Tem por fim a igualação, na partilha, do descendente donatário com os demais descendentes do autor da herança (art. 2104º do C. Civil).
Dito isto.
XI) Estabelece o art. 2113.º do C. Civil (Dispensa da colação): “...1. A colação pode ser dispensada pelo doador no ato da doação ou posteriormente. 2. Se a doação tiver sido acompanhada de alguma formalidade externa, só pela mesma forma, ou por testamento, pode ser dispensada a colação. 3. A colação presume-se sempre dispensada nas doações manuais e nas doações remuneratórias...”.
Assim: XII) A dispensa da colação por ato do doador tem natureza negocial. Deve ser expressa. Se tácita, terá de ser concludente: expressamente, o doador não dispensa a colação.
XIII) Nada dizendo, ou sendo omissa qualquer referência, o que se presume é que não há dispensa da colação e que o doador não quis beneficiar os donatários senão pela antecipação do gozo e fruição do bem doado. Nessa situação funciona o regime supletivo previsto no art. 2108º do C. Civil. O beneficiário da doação fica obrigação a conferir.
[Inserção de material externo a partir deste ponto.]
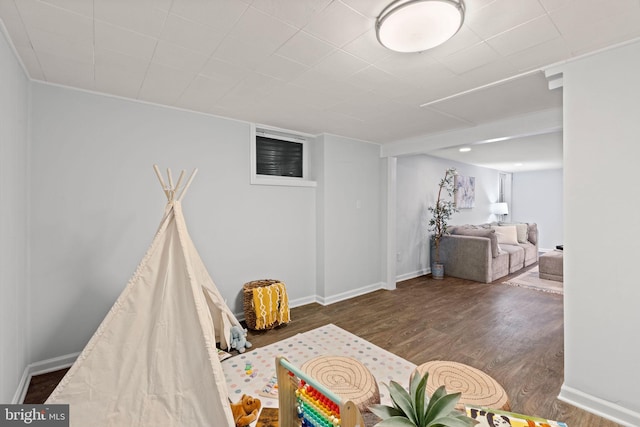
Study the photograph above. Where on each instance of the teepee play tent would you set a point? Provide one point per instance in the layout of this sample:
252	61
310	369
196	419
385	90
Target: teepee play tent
153	359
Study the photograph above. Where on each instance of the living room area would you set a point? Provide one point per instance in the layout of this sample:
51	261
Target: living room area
79	204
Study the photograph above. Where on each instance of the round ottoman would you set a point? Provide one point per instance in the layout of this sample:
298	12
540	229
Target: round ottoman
477	388
346	377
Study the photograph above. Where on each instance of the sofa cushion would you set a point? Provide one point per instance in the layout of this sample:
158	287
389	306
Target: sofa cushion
516	257
533	233
479	232
522	229
507	234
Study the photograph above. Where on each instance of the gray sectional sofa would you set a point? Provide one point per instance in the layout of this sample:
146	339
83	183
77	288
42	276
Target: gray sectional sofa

XIV) Aqui vontade, a extrair do texto do documento, de acordo com as regras da interpretação do negócio jurídico (artigos 236 a 238º do C. Civil), não se presume.
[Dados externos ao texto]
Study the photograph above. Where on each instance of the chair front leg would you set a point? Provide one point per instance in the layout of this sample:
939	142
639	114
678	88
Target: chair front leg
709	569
XV) A colação, na sua dinâmica, corresponde, a uma operação intelectual de restituição fictícia dos bens doados, para efeito de cálculo e igualação da partilha, devendo ser conferidas todas as doações, como tal sendo havidas as despesas referidas nos artigos 2110º, nº1, 2111º e 2113º, nº, 3 do C. Civil.
XVI) No que concerne à determinação do valor dos «bens doados», é o que eles tiverem “...à data da doação...”, princípio que é a afloração da regra geral da relevância do momento da abertura da sucessão (art. 2109º, nº 2 do C. Civil).
XVII) Na situação sub iudicio resulta claro, que o inventariado doou, com dispensa expressa de colação, a quantia de € 74.820,00, à ora recorrente.
XVIII) Por evidente se conclui, operada a atinente subsunção legal, que tal quantia não deve ser relacionada.
XIX) Não devia o Tribunal a quo basear-se apenas nas regras da experiência comum, mas também nas concretas circunstâncias do caso, nomeadamente, e ao contrário do que é entendido pelo Tribunal recorrido, nenhuma semelhança existe entre as assinaturas apostas na Declaração, nos cheques, nos testamentos e no Bilhete de identidade.
XX) De uma simples observação óptica verifica-se as discrepâncias entre as variadas assinaturas dos documentos juntos aos autos.
XXI) Nas assinaturas efectuadas pelo punho do inventariado, no nome, verifica-se não coloca o rasgo final curvo e descendente da barra final da assinatura.
XXII) O rasgo final curvo e descendente da barra final da assinatura demonstra que tal assinatura não foi feita pelo inventariado, porquanto em nenhum dos documentos juntos aos autos se verifica o referido rasgo final curvo.
XXIII) Só este facto seria suficiente para abalar a convicção do Tribunal a quo, quanto à veracidade da assinatura e do documento, no entanto, existem outros factos, que colocam em causa tal veracidade, nomeadamente, as declarações da testemunha Celeste Carvalho ouvida na audiência de discussão e julgamento.
XXIV) Foi afirmado pela testemunha, que a alegada Declaração seria um documento manuscrito, feito pelo punho do seu Pai, só ela conseguia traduzir, e que não viu de facto quem a assinou.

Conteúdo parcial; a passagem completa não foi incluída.